3. File Integrity Monitoring and Client-Side Vulnerabilities:
   • File integrity monitoring on servers is critical but doesn’t cover client-side issues, such as malware in browsers.
   • Third-party plug-ins add complexity and make securing the entire checkout process challenging.
   • "We've seen companies have upwards of six hundred scripts, third-party scripts, running in their shopping cart at any given time” (Heff). 
4. Recommendations for Securing Shopping Carts:
   • Use iframes to isolate payment forms and tokenize card data.
   • Implement multi-factor authentication (MFA), especially for admin panels.
   • Ensure comprehensive logging to trace issues if a breach occurs.
   • Establish a baseline of normal behavior to detect anomalies.
5. The Importance of Robust Logging:
   • Logging everything, especially during transactions, is crucial for forensic analysis.
   • Many companies still lack proper logging, making post-breach investigations difficult.

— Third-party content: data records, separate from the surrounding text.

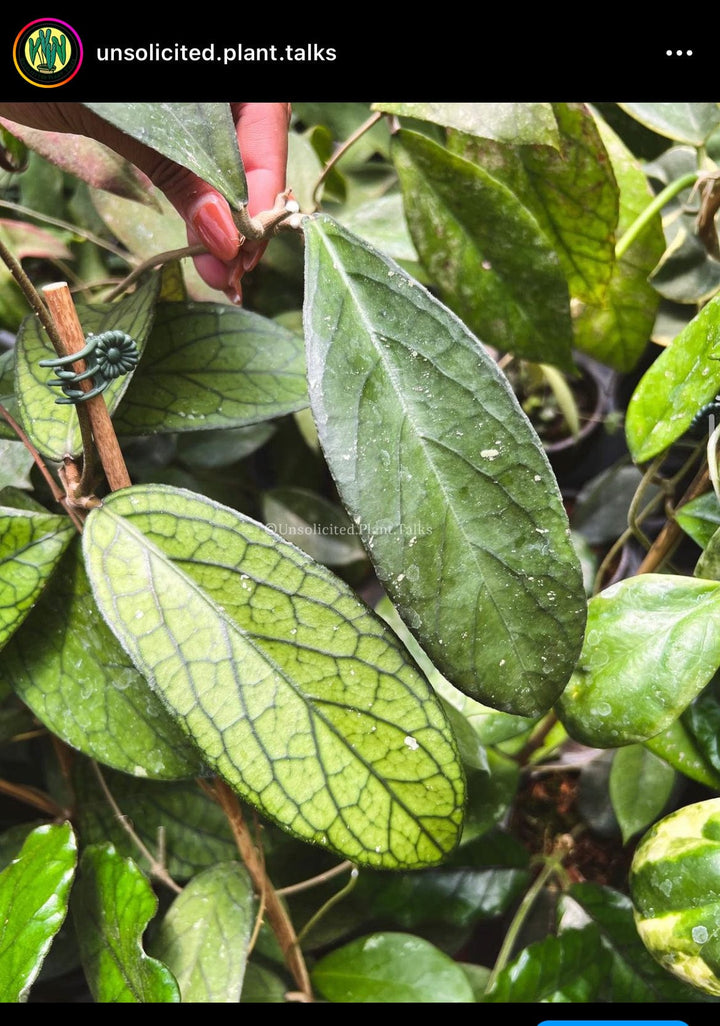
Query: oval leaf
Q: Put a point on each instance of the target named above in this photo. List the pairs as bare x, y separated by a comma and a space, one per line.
677, 386
205, 935
31, 546
210, 365
70, 670
492, 263
293, 691
199, 136
53, 427
112, 905
34, 893
447, 481
647, 654
391, 968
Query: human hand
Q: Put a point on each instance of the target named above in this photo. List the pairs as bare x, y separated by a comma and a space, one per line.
262, 132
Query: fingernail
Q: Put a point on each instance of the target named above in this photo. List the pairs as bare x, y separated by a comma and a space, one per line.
210, 222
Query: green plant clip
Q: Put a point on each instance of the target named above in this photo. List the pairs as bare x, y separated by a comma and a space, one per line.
108, 356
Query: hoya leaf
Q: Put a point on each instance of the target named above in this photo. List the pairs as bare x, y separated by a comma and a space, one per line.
86, 159
205, 935
391, 968
294, 692
647, 654
634, 976
570, 190
640, 786
615, 330
486, 251
112, 905
569, 968
443, 475
31, 546
211, 365
514, 123
53, 427
70, 670
195, 830
199, 136
692, 123
676, 387
34, 893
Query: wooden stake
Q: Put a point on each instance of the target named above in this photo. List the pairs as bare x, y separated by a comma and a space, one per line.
59, 303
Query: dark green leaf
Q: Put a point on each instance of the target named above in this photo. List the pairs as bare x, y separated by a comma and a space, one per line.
490, 259
514, 123
640, 786
691, 123
31, 547
271, 664
569, 968
193, 828
112, 905
647, 654
211, 365
69, 669
53, 427
390, 968
204, 937
34, 892
443, 475
199, 136
677, 386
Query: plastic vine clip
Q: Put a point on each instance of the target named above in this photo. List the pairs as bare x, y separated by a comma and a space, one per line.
108, 356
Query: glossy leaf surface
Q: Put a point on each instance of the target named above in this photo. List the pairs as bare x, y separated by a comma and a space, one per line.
112, 905
443, 475
211, 365
647, 654
293, 692
34, 894
205, 934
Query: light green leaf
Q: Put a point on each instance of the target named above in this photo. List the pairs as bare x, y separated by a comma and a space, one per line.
31, 546
205, 934
513, 123
53, 427
677, 386
15, 464
211, 365
491, 261
292, 689
444, 476
34, 892
691, 123
391, 968
640, 786
70, 670
112, 905
199, 136
194, 829
615, 330
647, 654
571, 968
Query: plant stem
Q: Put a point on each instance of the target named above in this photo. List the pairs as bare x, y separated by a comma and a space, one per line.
651, 209
277, 914
526, 904
66, 318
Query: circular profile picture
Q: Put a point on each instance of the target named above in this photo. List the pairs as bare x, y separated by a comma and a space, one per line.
47, 52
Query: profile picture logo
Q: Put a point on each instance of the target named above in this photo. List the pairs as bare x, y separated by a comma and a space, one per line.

What Small Businesses Can Learn From Third-Party Exploits 

Third-party plugins have transformed the customer experience on small ecommerce websites, but they have also opened new doors for cybercriminals to exploit. Approaching third-party plugins with a security mindset can ensure you keep your small business ecommerce website and customer credit card information safe. If you’re not sure about a plugin, you might want to speak with a cybersecurity expert who can point you in the right direction. 

You need to know “what’s running” on your shopping cart, which could include ad networks, traffic exchanges, and business analytics scripts. One way to do this is to establish a baseline of what normal activity on your small business ecommerce site looks like so you can identify when anomalies occur. As Heff says, "You have to know what’s running in your shopping cart, especially when credit card data is present. Establish a baseline because if you get that baseline, it’s a whole lot easier to spot anomalies that happen."

At the end of the day, protecting your e-commerce platform requires a proactive approach. Whether you're a large enterprise or a small business, your security strategy needs to reflect the value of your data and the potential risks to your small business.